Um Olhar sobre a História da Arte em Belo Horizonte
O objetivo deste trabalho é mapear as possibilidades de elaboração de uma leitura da história das artes plásticas em Belo Horizonte, por meio da revisão crítica e historiográfica e da sensibilidade dos artistas plásticos, fotógrafos e videomakers. Trata-se de pensar a reconstrução da história da cidade ao longo do século, focalizando a linguagem visual e seu diálogo com outras manifestações artísticas (1).
Consideramos a arte como uma atividade constitutiva da vida das cidades e o contexto urbano como o espaço dos objetos artísticos que estão presentes no planejamento, nas construções arquitetônicas, na decoração das casas, das igrejas, dos palácios, bem como no vestuário e nos ornamentos usados pelos homens (2).
A partir dessas considerações, centramos nossa leitura nas mudanças que ocorreram na visualidade artística de Belo Horizonte durante esse século.
Belo Horizonte foi construída na última década do século XIX, como uma cidade planejada de acordo com a concepção republicana moderna seguindo o modelo ideal da cidade neoclássica. O planejamento urbano foi concebido pelo engenheiro Aarão Reis, chefe da Comissão de Construção da Nova Capital. Essa concepção ordenada do espaço concentrou-se na zona urbana da cidade, onde as ruas paralelas e as avenidas ortogonais foram geometricamente desenhadas, convergindo para as praças. O plano apresentava-se como um tabuleiro de xadrez circundado pela Avenida do Contorno, que sugeria uma muralha imaginária em torno da cidade. No centro, foram construídos o palácio e os prédios oficiais segundo o modelo eclético com ornamentação art nouveau, e ainda a Matriz da Boa Viagem, o Parque Municipal, o Mercado Central e as casas dos funcionários públicos.

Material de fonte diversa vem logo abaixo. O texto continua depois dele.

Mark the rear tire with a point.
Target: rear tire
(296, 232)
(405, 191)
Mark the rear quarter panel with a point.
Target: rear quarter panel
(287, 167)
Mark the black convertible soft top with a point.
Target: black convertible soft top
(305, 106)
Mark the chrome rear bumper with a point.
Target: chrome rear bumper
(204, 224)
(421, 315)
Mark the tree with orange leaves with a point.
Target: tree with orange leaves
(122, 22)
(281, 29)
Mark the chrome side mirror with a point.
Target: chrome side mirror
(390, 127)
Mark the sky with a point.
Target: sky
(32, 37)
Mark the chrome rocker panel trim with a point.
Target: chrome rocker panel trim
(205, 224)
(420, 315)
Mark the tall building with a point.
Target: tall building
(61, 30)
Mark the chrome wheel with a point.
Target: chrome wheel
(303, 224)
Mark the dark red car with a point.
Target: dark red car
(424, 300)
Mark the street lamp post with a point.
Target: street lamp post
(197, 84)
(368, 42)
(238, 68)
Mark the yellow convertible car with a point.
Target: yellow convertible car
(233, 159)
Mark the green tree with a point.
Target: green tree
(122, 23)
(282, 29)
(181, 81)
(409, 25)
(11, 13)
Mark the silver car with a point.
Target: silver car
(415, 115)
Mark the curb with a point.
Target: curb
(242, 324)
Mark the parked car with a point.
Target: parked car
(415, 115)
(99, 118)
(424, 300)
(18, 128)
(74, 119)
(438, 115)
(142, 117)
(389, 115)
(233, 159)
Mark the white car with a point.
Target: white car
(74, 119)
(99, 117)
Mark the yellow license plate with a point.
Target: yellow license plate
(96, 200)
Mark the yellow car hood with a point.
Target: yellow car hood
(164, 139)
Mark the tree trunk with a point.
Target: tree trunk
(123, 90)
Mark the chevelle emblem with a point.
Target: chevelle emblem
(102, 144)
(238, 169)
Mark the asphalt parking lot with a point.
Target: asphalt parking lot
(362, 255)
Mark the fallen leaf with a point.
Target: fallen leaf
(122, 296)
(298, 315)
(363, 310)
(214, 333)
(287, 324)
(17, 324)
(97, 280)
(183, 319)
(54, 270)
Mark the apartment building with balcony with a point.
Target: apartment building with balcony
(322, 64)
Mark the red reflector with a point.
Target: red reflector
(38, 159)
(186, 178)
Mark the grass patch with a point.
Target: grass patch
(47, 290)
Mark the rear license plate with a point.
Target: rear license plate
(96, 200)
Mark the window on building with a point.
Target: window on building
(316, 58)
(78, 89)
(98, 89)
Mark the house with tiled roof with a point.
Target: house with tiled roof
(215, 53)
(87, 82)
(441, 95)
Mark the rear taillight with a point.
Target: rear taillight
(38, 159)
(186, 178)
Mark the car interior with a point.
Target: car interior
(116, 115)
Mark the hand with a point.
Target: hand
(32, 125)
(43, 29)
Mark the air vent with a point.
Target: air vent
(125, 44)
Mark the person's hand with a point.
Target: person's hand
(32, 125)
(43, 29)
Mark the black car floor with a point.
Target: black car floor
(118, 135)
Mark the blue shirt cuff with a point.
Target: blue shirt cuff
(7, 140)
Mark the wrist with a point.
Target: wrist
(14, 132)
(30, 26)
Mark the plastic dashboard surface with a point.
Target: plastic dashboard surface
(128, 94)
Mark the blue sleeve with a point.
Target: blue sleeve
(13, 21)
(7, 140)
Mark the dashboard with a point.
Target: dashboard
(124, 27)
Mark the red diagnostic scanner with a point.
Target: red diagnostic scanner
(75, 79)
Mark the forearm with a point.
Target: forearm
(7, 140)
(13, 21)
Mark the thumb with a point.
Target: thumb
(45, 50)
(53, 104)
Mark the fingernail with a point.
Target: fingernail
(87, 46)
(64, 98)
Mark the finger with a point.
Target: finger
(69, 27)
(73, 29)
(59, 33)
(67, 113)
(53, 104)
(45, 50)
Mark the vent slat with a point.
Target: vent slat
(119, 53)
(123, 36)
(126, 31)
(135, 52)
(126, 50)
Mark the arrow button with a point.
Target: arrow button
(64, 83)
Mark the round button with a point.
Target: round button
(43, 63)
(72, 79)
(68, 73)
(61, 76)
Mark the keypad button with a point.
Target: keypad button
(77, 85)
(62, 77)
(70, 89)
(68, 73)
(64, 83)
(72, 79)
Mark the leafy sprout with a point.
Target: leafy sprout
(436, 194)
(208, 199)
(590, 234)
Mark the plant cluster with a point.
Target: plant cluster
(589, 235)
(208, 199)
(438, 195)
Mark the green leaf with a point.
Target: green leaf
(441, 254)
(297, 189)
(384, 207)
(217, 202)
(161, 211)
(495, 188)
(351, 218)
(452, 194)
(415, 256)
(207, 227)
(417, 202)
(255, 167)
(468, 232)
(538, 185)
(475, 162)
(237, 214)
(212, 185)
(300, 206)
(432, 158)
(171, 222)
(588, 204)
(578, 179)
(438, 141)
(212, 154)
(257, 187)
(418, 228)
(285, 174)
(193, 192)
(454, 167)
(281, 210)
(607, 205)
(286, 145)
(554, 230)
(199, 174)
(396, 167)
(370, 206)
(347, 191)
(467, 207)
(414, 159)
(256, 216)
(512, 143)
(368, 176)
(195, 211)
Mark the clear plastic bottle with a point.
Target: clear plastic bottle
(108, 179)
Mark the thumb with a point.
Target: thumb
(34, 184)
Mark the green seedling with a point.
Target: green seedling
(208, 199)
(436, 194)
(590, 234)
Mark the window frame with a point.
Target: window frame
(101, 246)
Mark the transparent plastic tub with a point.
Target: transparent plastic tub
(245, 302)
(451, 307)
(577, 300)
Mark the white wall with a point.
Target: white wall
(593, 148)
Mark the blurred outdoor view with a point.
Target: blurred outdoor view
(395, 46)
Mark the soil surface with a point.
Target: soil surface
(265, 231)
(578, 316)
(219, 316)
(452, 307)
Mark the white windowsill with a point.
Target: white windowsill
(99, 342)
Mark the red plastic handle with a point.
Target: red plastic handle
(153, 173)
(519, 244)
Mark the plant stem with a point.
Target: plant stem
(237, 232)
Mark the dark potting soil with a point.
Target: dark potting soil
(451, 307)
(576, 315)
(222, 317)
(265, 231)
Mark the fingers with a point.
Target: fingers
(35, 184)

Os imigrantes europeus revelaram-se como os primeiros artistas construtores de Belo Horizonte - Émile Rouède, Frederico Steckel, Luis Olivieri, João Amadeu Mucchiut, os irmãos Natali, Francisco Soucasaux e Igino Bonfioli - pintores, escultores e fotógrafos, provenientes da França, Alemanha, Áustria e Itália, que introduziram o paisagismo, o simbolismo e o realismo na arte da nova capital. As construções oficiais foram concebidas pelo arquiteto José de Magalhães, seguindo os princípios da Escola de Belas Artes de Paris, e a decoração dos prédios teve a coordenação de Frederico Steckel, responsável pela equipe de pintores e escultores da nova capital. Para documentar o antigo arraial foi contratado o artista francês Émile Rouède, e posteriormente foram instalados vários gabinetes fotográficos no centro da cidade, onde trabalharam diversos fotógrafos estrangeiros, destacando-se Francisco Soucasaux e Igino Bonfioli. Bonfioli foi também o primeiro cineasta da nova capital mineira, produzindo documentários interessantíssimos sobre a vida da cidade.